Primitive Confusion

My last post on primitive obsession has been a while ago, whose predecessor is even older.

Primitives are still bad. The following illustrative code just happened to me two days ago (it didn’t reach production, but hey):

public class Program
{
public static string UserId => "u-123";
public static string ProductId => "p-abc";
public static void Order(string userId, string productId)
=> System.Console.WriteLine($"User {userId} ordered {productId}");
public static void Main() => Order(ProductId, UserId);
}

See the problem? Because we are the dealing with ids as strings, the compiler can’t help us when we use APIs the wrong way. When you use the API correctly in unit tests it so can happen that confusing such IDs may only turn up in integration or, as the very last resort, production.

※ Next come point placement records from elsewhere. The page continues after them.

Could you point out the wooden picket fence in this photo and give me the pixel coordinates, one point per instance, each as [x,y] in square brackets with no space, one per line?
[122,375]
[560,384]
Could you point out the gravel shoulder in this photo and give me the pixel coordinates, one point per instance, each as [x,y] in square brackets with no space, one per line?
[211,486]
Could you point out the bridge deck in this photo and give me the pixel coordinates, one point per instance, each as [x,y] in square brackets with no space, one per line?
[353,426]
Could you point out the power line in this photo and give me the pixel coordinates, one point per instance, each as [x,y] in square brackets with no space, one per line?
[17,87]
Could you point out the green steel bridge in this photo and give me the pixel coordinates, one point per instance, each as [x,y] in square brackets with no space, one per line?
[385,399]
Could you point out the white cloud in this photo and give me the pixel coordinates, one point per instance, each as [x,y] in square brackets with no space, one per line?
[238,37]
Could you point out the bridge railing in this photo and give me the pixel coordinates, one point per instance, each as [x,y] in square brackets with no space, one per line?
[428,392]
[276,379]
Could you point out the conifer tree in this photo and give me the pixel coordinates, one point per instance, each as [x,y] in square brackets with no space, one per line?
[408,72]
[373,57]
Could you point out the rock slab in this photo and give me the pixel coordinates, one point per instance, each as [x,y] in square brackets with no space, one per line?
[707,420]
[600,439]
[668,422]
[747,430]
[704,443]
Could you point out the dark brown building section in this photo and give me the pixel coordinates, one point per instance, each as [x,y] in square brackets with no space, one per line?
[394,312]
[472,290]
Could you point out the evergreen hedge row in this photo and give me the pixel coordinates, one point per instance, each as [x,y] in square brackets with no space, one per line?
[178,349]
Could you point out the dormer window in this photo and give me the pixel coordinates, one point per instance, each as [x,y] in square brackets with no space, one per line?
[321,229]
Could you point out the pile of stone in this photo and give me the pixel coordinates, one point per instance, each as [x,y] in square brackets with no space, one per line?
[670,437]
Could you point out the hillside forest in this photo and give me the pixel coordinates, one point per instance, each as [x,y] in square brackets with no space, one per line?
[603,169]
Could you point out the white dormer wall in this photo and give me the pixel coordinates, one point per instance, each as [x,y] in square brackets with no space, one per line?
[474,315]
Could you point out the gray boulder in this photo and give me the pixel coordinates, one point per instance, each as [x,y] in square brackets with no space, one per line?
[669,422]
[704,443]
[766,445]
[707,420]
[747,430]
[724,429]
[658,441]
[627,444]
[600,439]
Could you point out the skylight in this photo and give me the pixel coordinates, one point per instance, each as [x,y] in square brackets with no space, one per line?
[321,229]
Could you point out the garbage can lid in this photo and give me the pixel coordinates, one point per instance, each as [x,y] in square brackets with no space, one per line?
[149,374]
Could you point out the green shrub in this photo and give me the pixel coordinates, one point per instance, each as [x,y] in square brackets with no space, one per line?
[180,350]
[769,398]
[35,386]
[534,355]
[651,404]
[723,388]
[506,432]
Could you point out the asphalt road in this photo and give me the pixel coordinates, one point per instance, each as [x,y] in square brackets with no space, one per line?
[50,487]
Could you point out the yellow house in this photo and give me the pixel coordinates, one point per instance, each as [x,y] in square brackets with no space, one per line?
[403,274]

The same mistake can happen to us in other languages, too. Here’s the example in F#:

let getUserId = "u-123"
let getProductId = "p-ABC"
let order userId productId =
printfn "user %s orders %s" userId productId
[<EntryPoint>]
let main argv =
order getProductId getUserId
0

The compiler happily does its job, no surprises. Obviously I chose F# as second example for a reason. Here, the barrier to type even singular primitives to provide improved compile time safety is considerably lower. Enter Discriminated Unions.

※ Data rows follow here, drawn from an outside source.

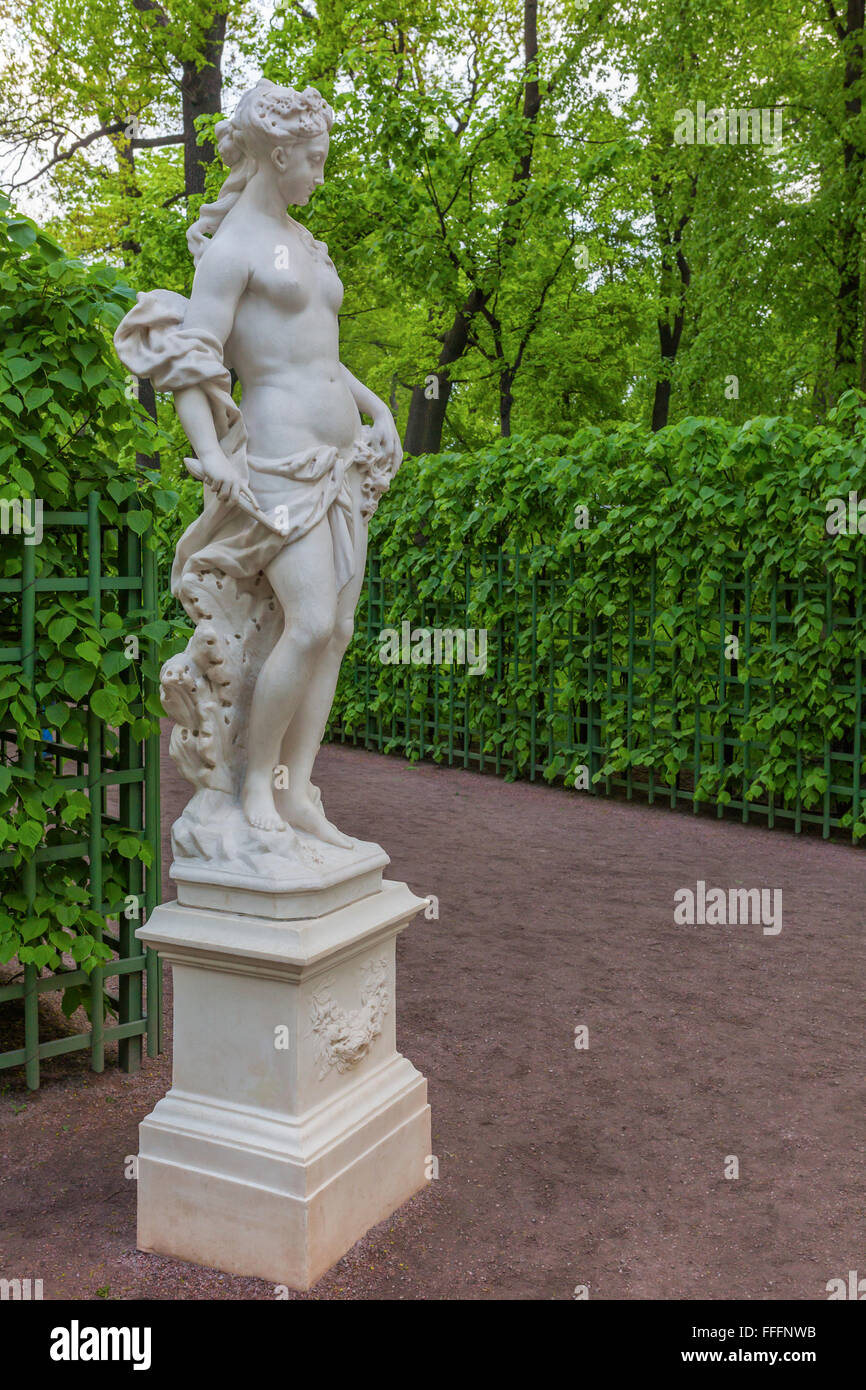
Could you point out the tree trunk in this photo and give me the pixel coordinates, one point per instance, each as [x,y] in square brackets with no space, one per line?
[427,410]
[427,413]
[673,285]
[202,95]
[850,364]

They are something like the crack of type-safe pattern matching, or state representations on steroids or whatever you like to call them. Let’s use them in our example:

type UserId = UserId of string
type ProductId = ProductId of string
let getUserId = UserId "u-123"
let getProductId = ProductId "p-ABC"
let order (UserId userId) (ProductId productId) =
printfn "user %s orders %s" userId productId
[<EntryPoint>]
let main argv =
order getUserId getProductId
0

In this case the userId and productIdare still essentially strings, but you can only get at them by acknowledging the type that is guarding those primitive values. It is hard to conceive and even smaller encoding of semantics with regard to some primitive value, which is why I highly approve of this use case of discriminated unions and often miss them in C#.